6. Honor the word of the Lord. Throughout these chapters we are made to understand that the word of the Lord is not to be trifled with. God has given his word to be honored, to be followed. At one time in his life, David was able to say, “I call upon the Lord, who is worthy to be praised.” (II Sa. 22:4) At another time he said, “O how I love your law.” No doubt he wished he had followed his devotion with his actions. I don’t know if you have thought about it, but the Word of God is central in our mission statement. Part of our mission is to study, follow and share the Word of God.

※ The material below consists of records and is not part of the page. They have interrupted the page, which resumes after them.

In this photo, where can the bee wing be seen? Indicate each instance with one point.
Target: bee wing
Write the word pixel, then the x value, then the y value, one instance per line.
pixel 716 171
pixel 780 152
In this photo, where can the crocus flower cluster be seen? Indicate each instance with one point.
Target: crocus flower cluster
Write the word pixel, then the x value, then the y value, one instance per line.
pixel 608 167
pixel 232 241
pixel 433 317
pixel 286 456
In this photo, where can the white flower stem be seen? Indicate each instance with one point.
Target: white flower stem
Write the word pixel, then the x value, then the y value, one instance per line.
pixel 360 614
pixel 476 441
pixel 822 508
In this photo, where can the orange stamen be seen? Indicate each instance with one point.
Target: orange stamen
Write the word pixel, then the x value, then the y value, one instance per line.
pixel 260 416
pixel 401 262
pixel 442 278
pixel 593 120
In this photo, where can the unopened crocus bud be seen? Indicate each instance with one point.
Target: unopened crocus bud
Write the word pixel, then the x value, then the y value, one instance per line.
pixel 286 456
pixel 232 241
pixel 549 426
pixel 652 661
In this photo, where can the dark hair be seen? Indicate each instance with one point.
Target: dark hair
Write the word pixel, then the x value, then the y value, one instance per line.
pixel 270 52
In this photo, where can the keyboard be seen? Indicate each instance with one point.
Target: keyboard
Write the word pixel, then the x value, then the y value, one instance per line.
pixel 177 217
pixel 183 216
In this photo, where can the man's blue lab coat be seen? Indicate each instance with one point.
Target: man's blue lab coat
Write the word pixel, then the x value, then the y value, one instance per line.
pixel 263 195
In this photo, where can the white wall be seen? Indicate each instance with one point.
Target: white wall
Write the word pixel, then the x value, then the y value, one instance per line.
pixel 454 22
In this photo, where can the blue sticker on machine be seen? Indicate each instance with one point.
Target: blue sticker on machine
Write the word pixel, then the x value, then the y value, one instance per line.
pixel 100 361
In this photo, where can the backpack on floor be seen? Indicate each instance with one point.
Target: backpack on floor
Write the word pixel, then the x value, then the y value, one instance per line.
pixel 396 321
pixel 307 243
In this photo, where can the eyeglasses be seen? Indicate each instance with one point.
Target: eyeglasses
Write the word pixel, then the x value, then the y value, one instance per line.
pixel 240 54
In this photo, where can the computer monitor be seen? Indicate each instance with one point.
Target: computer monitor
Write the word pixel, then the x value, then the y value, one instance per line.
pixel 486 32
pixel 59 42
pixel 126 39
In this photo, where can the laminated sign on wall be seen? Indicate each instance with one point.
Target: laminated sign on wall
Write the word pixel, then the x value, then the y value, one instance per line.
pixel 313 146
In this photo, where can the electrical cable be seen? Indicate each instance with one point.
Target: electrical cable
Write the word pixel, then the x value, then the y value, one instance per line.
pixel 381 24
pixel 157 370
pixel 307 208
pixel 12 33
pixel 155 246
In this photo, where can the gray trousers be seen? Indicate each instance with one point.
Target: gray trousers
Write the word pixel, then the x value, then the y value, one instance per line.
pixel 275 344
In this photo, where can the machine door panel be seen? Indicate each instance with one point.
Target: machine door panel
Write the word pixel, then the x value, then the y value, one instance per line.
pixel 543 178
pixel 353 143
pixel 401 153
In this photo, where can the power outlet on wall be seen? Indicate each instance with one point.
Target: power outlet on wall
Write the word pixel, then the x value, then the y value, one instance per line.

And part of your commitment to the family of God is to keep that mission central in your life.
7. Repent when you sin. (12:13) Today when famous people break the law, the first thing they do is hire a spin doctor to show that what they did was not so bad. Kobe Bryant said he didn’t rape the girl; he just committed adultery. Michael Jackson, according to his lawyers, is supposed to be such a nice, gentle guy, he would never do what he has been accused of. Martha Stewart is working on a public face lift as well. I don’t know which of them is guilty, if any. David did not deny his wrongdoing. When Nathan came to David with his parable of the little, stolen lamb, David confessed his sin. “I have sinned against the Lord,” he said. True repentance is not just regretting being found out. It is remorse that leads to a changed life. Psalm 51 expresses his sense of guilt and shame. (v. 1-4) The good news is that God forgives. I Jn. 1:9 If we confess our sins, he who is faithful and just will forgive us our sins and cleanse us from all unrighteousness.” And if God can forgive, then you can forgive. You can forgive yourself. You can forgive others. Incredibly, in spite of David’s sin, the Bible says David was a man after God’s own heart. That can only be because David recognized his sin and because of God’s grace.
These steps provide a recipe to avoid moral failure. None of us is free from temptation. And none of us wants to turn our back on the Word of God and be accused of displeasing the Lord. I Corinthians 10:13 says that God will provide a way of escape. God has promised to do his part. Will we?